Un vide juridique depuis 60 ans

Le Sahara occidental est un territoire orphelin de souveraineté reconnue. Depuis 1963, il figure sur la liste onusienne des territoires non autonomes. Jamais l’ONU n’a considéré qu’il faisait partie intégrante d’un État. Une anomalie héritée de la décolonisation : jusqu’en 1975, le territoire était administré par l’Espagne.

Saisie cette année-là, la Cour internationale de justice reconnaît des liens historiques entre le Maroc, la Mauritanie et certaines tribus locales. Mais elle écarte tout droit de souveraineté du Maroc sur le territoire. Elle insiste au contraire sur le droit à l’autodétermination des Sahraouis. Une position qui reste à ce jour la référence juridique de l’ONU.
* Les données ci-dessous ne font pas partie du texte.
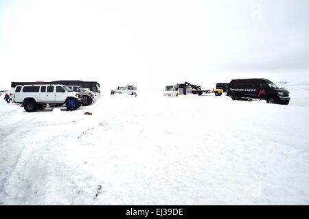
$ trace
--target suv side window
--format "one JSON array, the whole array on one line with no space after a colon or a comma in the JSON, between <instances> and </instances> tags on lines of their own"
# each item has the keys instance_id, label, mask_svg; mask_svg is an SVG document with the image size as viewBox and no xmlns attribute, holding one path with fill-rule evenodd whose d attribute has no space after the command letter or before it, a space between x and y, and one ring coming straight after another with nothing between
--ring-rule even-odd
<instances>
[{"instance_id":1,"label":"suv side window","mask_svg":"<svg viewBox=\"0 0 309 219\"><path fill-rule=\"evenodd\" d=\"M21 92L21 87L17 87L17 88L16 88L15 92L16 93L19 93Z\"/></svg>"},{"instance_id":2,"label":"suv side window","mask_svg":"<svg viewBox=\"0 0 309 219\"><path fill-rule=\"evenodd\" d=\"M56 88L56 92L57 93L65 93L65 90L62 87L57 86Z\"/></svg>"},{"instance_id":3,"label":"suv side window","mask_svg":"<svg viewBox=\"0 0 309 219\"><path fill-rule=\"evenodd\" d=\"M73 91L80 92L80 90L78 87L73 87Z\"/></svg>"},{"instance_id":4,"label":"suv side window","mask_svg":"<svg viewBox=\"0 0 309 219\"><path fill-rule=\"evenodd\" d=\"M48 93L54 92L54 86L48 86L47 87L47 92Z\"/></svg>"},{"instance_id":5,"label":"suv side window","mask_svg":"<svg viewBox=\"0 0 309 219\"><path fill-rule=\"evenodd\" d=\"M39 86L27 86L23 87L23 92L38 92L40 90Z\"/></svg>"}]
</instances>

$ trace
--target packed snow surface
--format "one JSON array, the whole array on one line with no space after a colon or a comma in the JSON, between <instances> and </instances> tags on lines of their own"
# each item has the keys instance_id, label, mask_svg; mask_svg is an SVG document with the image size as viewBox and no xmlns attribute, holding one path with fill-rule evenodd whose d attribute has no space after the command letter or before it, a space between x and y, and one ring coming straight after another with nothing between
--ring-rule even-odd
<instances>
[{"instance_id":1,"label":"packed snow surface","mask_svg":"<svg viewBox=\"0 0 309 219\"><path fill-rule=\"evenodd\" d=\"M0 204L308 205L309 90L290 91L289 105L138 90L26 113L1 100Z\"/></svg>"}]
</instances>

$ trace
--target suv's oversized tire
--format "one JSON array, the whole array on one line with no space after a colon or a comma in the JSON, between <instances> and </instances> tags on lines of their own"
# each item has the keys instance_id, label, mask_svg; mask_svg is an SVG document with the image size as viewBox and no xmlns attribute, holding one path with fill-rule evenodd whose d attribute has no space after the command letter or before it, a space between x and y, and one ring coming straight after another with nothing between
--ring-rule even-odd
<instances>
[{"instance_id":1,"label":"suv's oversized tire","mask_svg":"<svg viewBox=\"0 0 309 219\"><path fill-rule=\"evenodd\" d=\"M89 96L84 96L82 97L82 105L83 106L86 107L87 105L89 105L91 104L91 103L92 103L92 99L90 98Z\"/></svg>"},{"instance_id":2,"label":"suv's oversized tire","mask_svg":"<svg viewBox=\"0 0 309 219\"><path fill-rule=\"evenodd\" d=\"M267 101L267 103L276 104L276 103L278 103L278 99L275 96L272 96L267 98L266 101Z\"/></svg>"},{"instance_id":3,"label":"suv's oversized tire","mask_svg":"<svg viewBox=\"0 0 309 219\"><path fill-rule=\"evenodd\" d=\"M23 108L27 112L36 112L38 110L38 105L34 101L28 101L23 103Z\"/></svg>"},{"instance_id":4,"label":"suv's oversized tire","mask_svg":"<svg viewBox=\"0 0 309 219\"><path fill-rule=\"evenodd\" d=\"M44 104L38 104L38 110L44 110L45 108L46 105Z\"/></svg>"}]
</instances>

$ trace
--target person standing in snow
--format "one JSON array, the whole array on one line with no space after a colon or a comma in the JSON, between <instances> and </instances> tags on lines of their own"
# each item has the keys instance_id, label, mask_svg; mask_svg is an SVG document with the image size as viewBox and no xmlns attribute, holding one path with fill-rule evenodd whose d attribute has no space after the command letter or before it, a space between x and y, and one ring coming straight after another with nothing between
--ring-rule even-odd
<instances>
[{"instance_id":1,"label":"person standing in snow","mask_svg":"<svg viewBox=\"0 0 309 219\"><path fill-rule=\"evenodd\" d=\"M8 94L5 94L5 96L4 96L4 99L5 100L6 103L8 103L8 100L10 99L10 96Z\"/></svg>"},{"instance_id":2,"label":"person standing in snow","mask_svg":"<svg viewBox=\"0 0 309 219\"><path fill-rule=\"evenodd\" d=\"M10 103L10 102L12 102L12 103L13 103L13 101L12 100L12 93L10 93L10 95L9 95L9 103Z\"/></svg>"}]
</instances>

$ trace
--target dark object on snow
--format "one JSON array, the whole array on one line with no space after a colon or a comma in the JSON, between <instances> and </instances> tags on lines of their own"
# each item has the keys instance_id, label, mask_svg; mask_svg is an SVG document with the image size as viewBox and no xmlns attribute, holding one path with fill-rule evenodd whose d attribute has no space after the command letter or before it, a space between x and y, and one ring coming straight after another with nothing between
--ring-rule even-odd
<instances>
[{"instance_id":1,"label":"dark object on snow","mask_svg":"<svg viewBox=\"0 0 309 219\"><path fill-rule=\"evenodd\" d=\"M67 111L70 110L73 111L74 110L74 108L76 107L76 105L77 105L77 101L73 99L69 99L65 103L65 105L67 106Z\"/></svg>"}]
</instances>

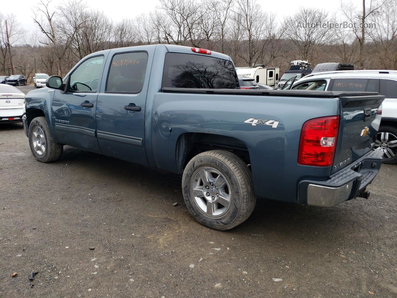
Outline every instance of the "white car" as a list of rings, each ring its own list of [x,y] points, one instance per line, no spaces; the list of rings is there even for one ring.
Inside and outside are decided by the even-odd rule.
[[[46,80],[48,77],[46,74],[35,74],[33,76],[33,82],[36,88],[46,87]]]
[[[384,153],[384,163],[397,163],[397,71],[346,70],[318,72],[306,75],[296,82],[291,78],[285,83],[282,89],[366,91],[378,92],[384,95],[385,99],[381,108],[382,118],[380,126],[374,147]],[[352,113],[354,112],[352,111]],[[357,112],[360,112],[355,116],[361,117],[365,121],[364,111]]]
[[[22,122],[25,94],[15,87],[0,84],[0,122]]]

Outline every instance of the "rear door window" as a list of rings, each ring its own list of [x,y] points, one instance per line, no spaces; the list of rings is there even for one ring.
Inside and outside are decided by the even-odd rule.
[[[145,80],[148,54],[146,52],[122,53],[113,56],[105,92],[139,93]]]
[[[305,82],[295,86],[292,88],[293,90],[316,90],[324,91],[327,82],[325,81],[314,81]]]
[[[239,86],[231,61],[196,54],[167,53],[162,87],[234,89]]]
[[[397,98],[397,81],[381,79],[379,93],[386,98]]]
[[[240,87],[252,87],[253,86],[257,86],[257,84],[255,83],[255,80],[239,80]]]
[[[335,79],[332,91],[365,91],[368,79]]]

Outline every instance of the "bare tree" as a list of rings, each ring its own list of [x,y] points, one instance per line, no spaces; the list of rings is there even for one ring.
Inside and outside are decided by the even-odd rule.
[[[11,66],[8,61],[10,60],[10,53],[7,50],[8,42],[6,33],[6,20],[7,21],[10,46],[13,44],[17,43],[23,37],[25,31],[17,21],[16,17],[15,15],[6,15],[0,13],[0,53],[1,54],[0,66],[1,66],[2,73],[9,74],[10,73],[10,67]],[[6,68],[8,67],[8,68]]]
[[[265,24],[268,23],[269,16],[262,11],[256,0],[236,0],[234,13],[239,17],[243,28],[242,45],[245,50],[239,56],[252,66],[263,48],[260,41],[266,39]]]
[[[131,19],[123,19],[113,27],[113,42],[116,48],[129,46],[136,40],[134,23]]]
[[[378,2],[373,5],[372,1],[370,1],[369,7],[367,8],[366,6],[365,0],[362,0],[361,10],[358,10],[351,2],[346,3],[342,0],[341,1],[341,10],[347,20],[354,25],[352,26],[352,31],[358,43],[357,64],[360,69],[364,69],[365,66],[364,45],[366,36],[366,28],[369,27],[368,23],[369,17],[376,13],[383,5],[383,3]]]
[[[397,2],[386,0],[370,20],[376,25],[368,29],[369,47],[376,53],[382,68],[397,68]]]
[[[231,12],[233,0],[218,0],[210,2],[212,5],[210,11],[216,18],[218,33],[220,41],[220,52],[225,51],[225,41],[227,31],[227,20]]]

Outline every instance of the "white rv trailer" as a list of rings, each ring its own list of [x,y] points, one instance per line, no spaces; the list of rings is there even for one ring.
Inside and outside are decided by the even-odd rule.
[[[280,75],[279,67],[265,67],[264,64],[253,67],[236,67],[236,71],[239,77],[252,77],[256,83],[275,87]]]

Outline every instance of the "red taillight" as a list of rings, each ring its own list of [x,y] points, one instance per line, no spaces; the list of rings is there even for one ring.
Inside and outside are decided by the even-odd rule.
[[[207,55],[211,54],[211,52],[209,50],[206,50],[205,48],[191,48],[195,53],[206,54]]]
[[[301,133],[298,163],[313,166],[332,165],[339,121],[339,116],[329,116],[312,119],[304,123]]]

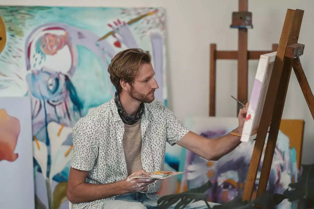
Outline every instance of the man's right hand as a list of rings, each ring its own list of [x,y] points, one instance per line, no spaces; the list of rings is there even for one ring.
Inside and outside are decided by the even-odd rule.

Le Maroc, un occupant qui se renforce

Dès novembre 1975, Rabat lance sa « Marche verte ». Un acte symbolique, suivi d’accords tripartites avec l’Espagne et la Mauritanie, qui permettent au Maroc de prendre le contrôle de la majeure partie du Sahara occidental.

Aujourd’hui, Rabat en administre environ 80 %, appuyé par une présence militaire massive. Le « mur des sables », long de 2 720 kilomètres, en marque la ligne de front. À l’est, 20 % du territoire reste aux mains du Front Polisario.
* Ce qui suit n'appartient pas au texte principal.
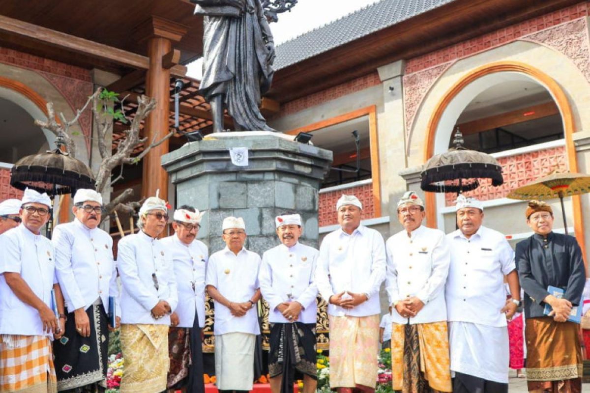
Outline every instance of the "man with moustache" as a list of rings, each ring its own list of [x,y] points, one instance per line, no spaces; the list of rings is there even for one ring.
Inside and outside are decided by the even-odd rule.
[[[526,223],[535,233],[516,245],[516,260],[525,290],[526,378],[529,392],[582,391],[579,325],[568,321],[582,306],[586,269],[573,236],[553,232],[551,206],[531,201]],[[549,286],[563,291],[559,298]],[[550,312],[545,314],[549,305]]]
[[[415,192],[405,193],[397,210],[404,229],[385,245],[393,388],[403,393],[450,392],[444,298],[448,246],[442,231],[422,225],[424,204]]]
[[[19,213],[22,204],[19,199],[6,199],[0,203],[0,235],[21,223]]]
[[[317,288],[329,303],[330,387],[343,393],[374,391],[378,369],[385,250],[381,235],[360,224],[362,209],[353,195],[338,200],[340,228],[324,238],[316,269]]]
[[[170,316],[168,387],[172,391],[204,393],[201,328],[205,326],[205,277],[209,251],[196,239],[204,212],[183,205],[174,212],[174,235],[162,239],[172,253],[178,306]]]
[[[506,320],[520,303],[514,252],[503,235],[481,224],[481,202],[460,195],[456,209],[459,229],[447,235],[445,293],[453,392],[508,393]],[[504,276],[512,295],[507,302]]]
[[[214,300],[216,384],[220,392],[247,392],[254,379],[254,345],[260,334],[258,274],[260,257],[245,249],[241,217],[222,224],[225,247],[214,253],[207,266],[207,292]]]
[[[119,242],[121,348],[125,359],[121,393],[166,390],[170,314],[178,303],[172,253],[158,237],[168,220],[168,204],[148,198],[139,209],[140,231]]]
[[[313,275],[319,252],[299,242],[301,216],[283,214],[274,221],[281,244],[263,255],[258,273],[262,296],[270,308],[270,388],[273,393],[290,393],[297,370],[303,375],[303,393],[313,393],[317,385]]]
[[[73,221],[55,226],[57,278],[68,313],[65,332],[54,343],[59,391],[95,392],[107,374],[109,298],[119,305],[113,238],[98,227],[103,199],[94,190],[74,196]],[[118,307],[117,307],[118,308]],[[120,321],[121,311],[114,311]]]
[[[2,235],[0,392],[54,393],[51,341],[61,336],[65,316],[53,246],[41,234],[51,201],[27,189],[21,202],[22,223]]]

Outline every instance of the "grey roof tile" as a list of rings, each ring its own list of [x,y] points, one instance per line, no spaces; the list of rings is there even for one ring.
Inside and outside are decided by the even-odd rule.
[[[277,45],[274,68],[284,68],[453,1],[381,0]]]

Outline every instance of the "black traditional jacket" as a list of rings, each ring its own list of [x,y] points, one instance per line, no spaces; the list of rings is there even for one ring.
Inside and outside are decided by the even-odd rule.
[[[574,305],[582,302],[586,269],[575,237],[555,232],[546,237],[535,234],[516,245],[514,259],[527,318],[543,316],[543,299],[549,294],[549,285],[563,289],[563,297]]]

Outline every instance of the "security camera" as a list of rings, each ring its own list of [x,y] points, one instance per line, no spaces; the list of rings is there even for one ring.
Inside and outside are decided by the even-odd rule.
[[[177,79],[174,82],[174,94],[179,93],[182,90],[183,87],[184,87],[184,82],[182,80]]]

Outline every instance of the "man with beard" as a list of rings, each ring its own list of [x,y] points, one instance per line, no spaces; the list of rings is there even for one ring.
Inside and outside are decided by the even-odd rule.
[[[21,223],[19,213],[22,204],[19,199],[6,199],[0,203],[0,235]]]
[[[220,392],[247,392],[252,389],[254,346],[260,334],[255,306],[260,299],[260,257],[244,247],[241,217],[226,217],[221,230],[226,246],[209,259],[206,280],[215,306],[217,385]]]
[[[65,332],[54,344],[57,388],[78,393],[103,391],[107,373],[109,329],[119,328],[120,309],[109,310],[109,298],[119,305],[113,238],[98,227],[103,199],[94,190],[74,196],[75,219],[53,232],[57,278],[68,314]],[[118,307],[117,307],[118,308]],[[116,313],[117,326],[108,323]]]
[[[340,228],[324,238],[316,269],[317,288],[329,303],[330,387],[341,393],[373,392],[377,381],[385,249],[381,235],[360,224],[362,207],[353,195],[338,200]]]
[[[481,224],[481,202],[460,195],[456,208],[459,229],[447,235],[445,293],[453,392],[508,393],[506,320],[520,303],[514,252],[503,235]],[[512,295],[507,302],[504,276]]]
[[[27,189],[22,203],[22,223],[2,235],[0,392],[54,393],[51,341],[61,336],[65,315],[53,246],[41,234],[51,201]]]
[[[207,246],[196,239],[204,212],[183,205],[174,212],[174,235],[162,239],[172,253],[178,306],[170,316],[168,386],[172,391],[204,393],[201,328],[205,326]]]
[[[425,215],[422,200],[407,192],[398,202],[404,229],[385,245],[392,384],[403,393],[452,390],[444,298],[450,254],[442,231],[422,225]]]
[[[270,308],[270,388],[273,393],[290,393],[297,370],[303,374],[303,393],[313,393],[317,385],[313,275],[319,252],[299,243],[299,214],[278,216],[275,224],[282,244],[263,255],[258,273],[262,296]]]
[[[516,245],[516,260],[525,290],[526,379],[529,392],[580,393],[582,349],[579,325],[568,321],[582,306],[586,269],[573,236],[553,232],[551,206],[531,201],[525,213],[534,235]],[[563,296],[549,292],[563,290]],[[551,310],[545,314],[549,305]]]
[[[170,314],[178,303],[172,253],[158,237],[168,220],[167,203],[148,198],[139,209],[138,233],[119,242],[121,349],[125,359],[121,393],[166,389]]]

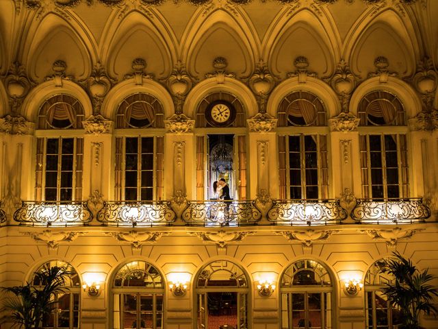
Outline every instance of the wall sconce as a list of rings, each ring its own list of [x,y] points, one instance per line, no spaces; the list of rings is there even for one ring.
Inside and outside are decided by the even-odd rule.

Depuis 2007, le Maroc pousse une solution politique : une autonomie locale sous souveraineté marocaine. Ce plan reçoit de plus en plus de soutiens. Il est désormais endossé par les États-Unis, l’Espagne, la France, et même le Royaume-Uni. Résultat : l’ONU abandonne la référence à l’indépendance dans sa dernière résolution.

Le Front Polisario en recul

Face à cette montée en puissance marocaine, le Front Polisario défend une position inchangée : l’indépendance du territoire. Fondé en 1973 pour chasser les Espagnols, il proclame en 1976 la République arabe sahraouie démocratique (RASD), aujourd’hui membre de l’Union africaine. Mais cette reconnaissance est en érosion. En 2025, seuls 28 États la reconnaissent encore.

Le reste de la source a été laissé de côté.